I don't have to tell you that President Trump is egomaniacal -- but that's not why the coronavirus pandemic is being mishandled by his administration.
The problem is that Trump is bad at bring an egomaniac. Other people with big egos actually learn how to do something well and center their egomania on that. Trump is bad at everything (except possibly showmanship and Twitter), and he pursued the presidency despite having no applicable skills or experience.
Egocentric people frequently surround themselves with subordinates who are smart, competent, and hardworking, then take credit for what those people do. That, in fact, is what presidents are supposed to do in a situation like this. No one expects a president of the United States to be an expert on viruses, medicine, public health, or epidemiology. When a national crisis arises that requires experts in those fields, we expect a president to formulate and execute policy in consultation with those experts. We expect the president to take credit for what the experts say and do. We expect the president to enable the experts to do what they do best.
Trump can't do that. Trump has the worst case of Dunning-Kruger effect in the history of the human species: He believes he has a mastery of a wide range of subjects about which he knows absolutely nothing. (“People are really surprised I understand this stuff,” he said during a visit to CDC headquarters last week. “Every one of these doctors said, ‘How do you know so much about this?’ Maybe I have a natural ability.”) He can't stand ceding the spotlight. Any other president would be happy to stand to one side and defer to experts on epidemics and communicable diseases who are on the government payroll, because the message that sends is: The president has consulted with the best people in order to keep us safe. But when Trump said, in his 2016 Republican convention speech, "I alone can fix it," the scripted line reflected a genuine belief. He really does believe he's better than other people at everything, including people who've devoted their lives to subject areas he's never even thought about.
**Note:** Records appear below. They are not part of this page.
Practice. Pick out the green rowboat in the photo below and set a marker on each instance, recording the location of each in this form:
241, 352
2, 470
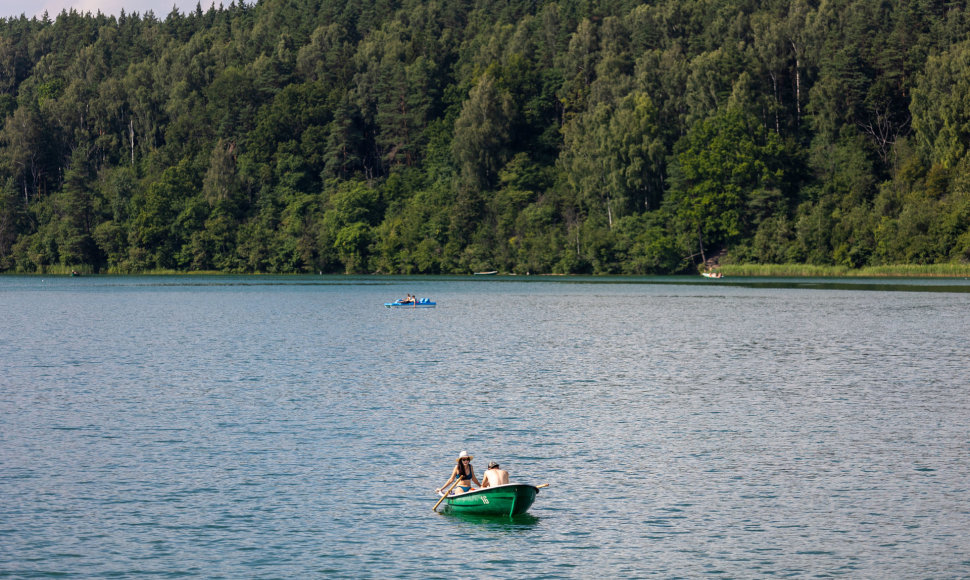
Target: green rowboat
502, 500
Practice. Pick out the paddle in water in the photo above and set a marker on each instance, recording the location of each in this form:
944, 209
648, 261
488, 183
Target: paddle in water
435, 508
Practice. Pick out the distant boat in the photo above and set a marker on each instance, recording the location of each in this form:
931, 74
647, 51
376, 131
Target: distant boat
419, 303
502, 500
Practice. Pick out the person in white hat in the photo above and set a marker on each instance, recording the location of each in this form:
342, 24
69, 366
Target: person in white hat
464, 472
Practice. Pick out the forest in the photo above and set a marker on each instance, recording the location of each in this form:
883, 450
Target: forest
455, 136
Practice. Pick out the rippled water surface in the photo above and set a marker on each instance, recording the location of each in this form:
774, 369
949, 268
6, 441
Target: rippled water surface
232, 427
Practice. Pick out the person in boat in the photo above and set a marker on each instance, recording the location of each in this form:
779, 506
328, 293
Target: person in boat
495, 475
464, 472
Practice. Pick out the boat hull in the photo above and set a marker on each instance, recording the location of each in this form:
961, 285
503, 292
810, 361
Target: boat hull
423, 303
503, 500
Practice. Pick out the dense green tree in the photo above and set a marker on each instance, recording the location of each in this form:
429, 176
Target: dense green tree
450, 136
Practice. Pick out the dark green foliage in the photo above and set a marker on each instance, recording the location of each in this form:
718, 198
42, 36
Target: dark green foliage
610, 137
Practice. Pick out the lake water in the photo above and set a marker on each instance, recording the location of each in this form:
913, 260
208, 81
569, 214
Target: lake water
284, 427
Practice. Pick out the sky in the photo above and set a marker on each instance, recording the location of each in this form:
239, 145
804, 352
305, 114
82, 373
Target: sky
161, 8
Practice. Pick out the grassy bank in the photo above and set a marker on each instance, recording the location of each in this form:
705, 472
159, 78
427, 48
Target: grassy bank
807, 270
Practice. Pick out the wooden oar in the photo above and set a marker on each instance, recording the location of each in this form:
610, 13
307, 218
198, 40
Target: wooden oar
435, 508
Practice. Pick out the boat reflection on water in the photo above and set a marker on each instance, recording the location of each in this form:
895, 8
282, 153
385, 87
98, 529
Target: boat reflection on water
521, 521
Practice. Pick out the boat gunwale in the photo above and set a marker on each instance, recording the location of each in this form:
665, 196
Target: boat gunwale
492, 488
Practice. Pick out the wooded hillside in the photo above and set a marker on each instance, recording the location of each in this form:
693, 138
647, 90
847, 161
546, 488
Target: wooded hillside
453, 136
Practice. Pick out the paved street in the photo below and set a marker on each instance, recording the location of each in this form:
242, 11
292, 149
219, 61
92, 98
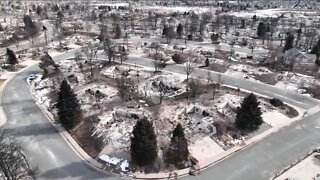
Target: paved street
264, 159
44, 147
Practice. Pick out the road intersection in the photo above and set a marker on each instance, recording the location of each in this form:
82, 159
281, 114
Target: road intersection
56, 160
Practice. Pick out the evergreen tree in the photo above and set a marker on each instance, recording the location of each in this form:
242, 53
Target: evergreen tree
177, 152
243, 24
261, 30
30, 27
118, 32
11, 57
143, 143
316, 49
60, 16
179, 30
69, 111
39, 10
249, 114
289, 42
165, 31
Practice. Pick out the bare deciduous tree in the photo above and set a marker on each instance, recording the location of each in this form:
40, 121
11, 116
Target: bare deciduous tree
90, 52
188, 68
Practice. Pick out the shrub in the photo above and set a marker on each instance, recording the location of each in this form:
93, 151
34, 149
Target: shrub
276, 102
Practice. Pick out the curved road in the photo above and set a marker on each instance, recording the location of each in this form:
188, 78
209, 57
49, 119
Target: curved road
43, 145
47, 150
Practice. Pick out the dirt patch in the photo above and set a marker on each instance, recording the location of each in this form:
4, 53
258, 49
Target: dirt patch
82, 134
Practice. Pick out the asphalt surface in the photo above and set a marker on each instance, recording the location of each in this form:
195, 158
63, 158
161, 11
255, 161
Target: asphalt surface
47, 150
264, 159
43, 145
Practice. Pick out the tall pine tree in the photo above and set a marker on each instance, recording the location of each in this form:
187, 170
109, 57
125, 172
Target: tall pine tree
177, 152
69, 111
118, 32
11, 57
289, 42
262, 29
179, 30
249, 114
144, 148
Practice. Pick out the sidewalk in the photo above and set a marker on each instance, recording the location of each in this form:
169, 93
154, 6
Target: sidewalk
7, 76
223, 155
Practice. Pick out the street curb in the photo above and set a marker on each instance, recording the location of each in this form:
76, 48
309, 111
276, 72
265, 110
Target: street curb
70, 141
73, 144
236, 149
3, 117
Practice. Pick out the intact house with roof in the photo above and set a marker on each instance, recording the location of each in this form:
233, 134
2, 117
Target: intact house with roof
296, 59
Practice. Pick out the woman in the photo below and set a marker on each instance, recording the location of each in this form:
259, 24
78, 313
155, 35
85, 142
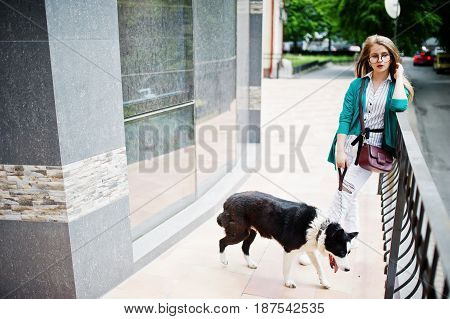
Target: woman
385, 92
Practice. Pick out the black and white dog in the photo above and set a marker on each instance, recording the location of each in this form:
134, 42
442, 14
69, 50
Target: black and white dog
298, 227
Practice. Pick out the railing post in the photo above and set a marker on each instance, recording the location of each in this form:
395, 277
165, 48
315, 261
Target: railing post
397, 226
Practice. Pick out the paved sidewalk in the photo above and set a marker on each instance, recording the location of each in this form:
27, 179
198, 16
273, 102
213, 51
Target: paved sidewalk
191, 268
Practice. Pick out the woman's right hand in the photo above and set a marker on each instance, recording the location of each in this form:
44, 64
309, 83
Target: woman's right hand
341, 159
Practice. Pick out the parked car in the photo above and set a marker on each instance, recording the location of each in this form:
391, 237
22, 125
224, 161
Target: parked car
441, 62
422, 58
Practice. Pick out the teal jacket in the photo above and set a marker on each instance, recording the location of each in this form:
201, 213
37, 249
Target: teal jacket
349, 121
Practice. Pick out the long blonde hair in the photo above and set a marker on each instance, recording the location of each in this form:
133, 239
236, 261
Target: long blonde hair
363, 66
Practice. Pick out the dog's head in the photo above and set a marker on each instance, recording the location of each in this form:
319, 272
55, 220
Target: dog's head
337, 245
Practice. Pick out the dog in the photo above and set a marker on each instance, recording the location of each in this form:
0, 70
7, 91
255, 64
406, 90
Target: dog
296, 226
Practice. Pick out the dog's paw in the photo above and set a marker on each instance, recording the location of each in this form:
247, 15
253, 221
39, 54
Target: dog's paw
290, 284
325, 284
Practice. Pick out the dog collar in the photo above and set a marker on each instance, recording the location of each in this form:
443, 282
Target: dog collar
322, 228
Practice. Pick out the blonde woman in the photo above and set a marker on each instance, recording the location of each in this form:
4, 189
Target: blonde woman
386, 91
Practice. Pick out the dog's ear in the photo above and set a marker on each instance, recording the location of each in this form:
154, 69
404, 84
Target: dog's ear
352, 235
Since the beginning of this crisis, Trump has believed that denial and happy talk will make him look better than getting a firm grasp on the subject and seeming to be a calm, reassuring leader who has the problem well in hand. Trump's pal Rudy Giuliani managed to win praise even from critics for (briefly) seeming calm and well informed after 9/11, while not downplaying the tragedy. Trump is a New Yorker, so he watched this unfold in real time -- but in the coronavirus crisis he's still stuck on Norman Vincent Peale and the Power of Positive Thinking. He's believed for weeks that he'll look bad if he acknowledges the depth of the problem, even though he'd actually look good if he told the uncomfortable truth. Giuliani is an egomaniac, too, but he was a competent one in the immediate aftermath of 9/11. He didn't approach it in cover-up mode, like a salesman trying to sell an overpriced condo with a mold problem. That's Trump's approach to the coronavirus pandemic. A smarter egomaniac would be doing a much better job.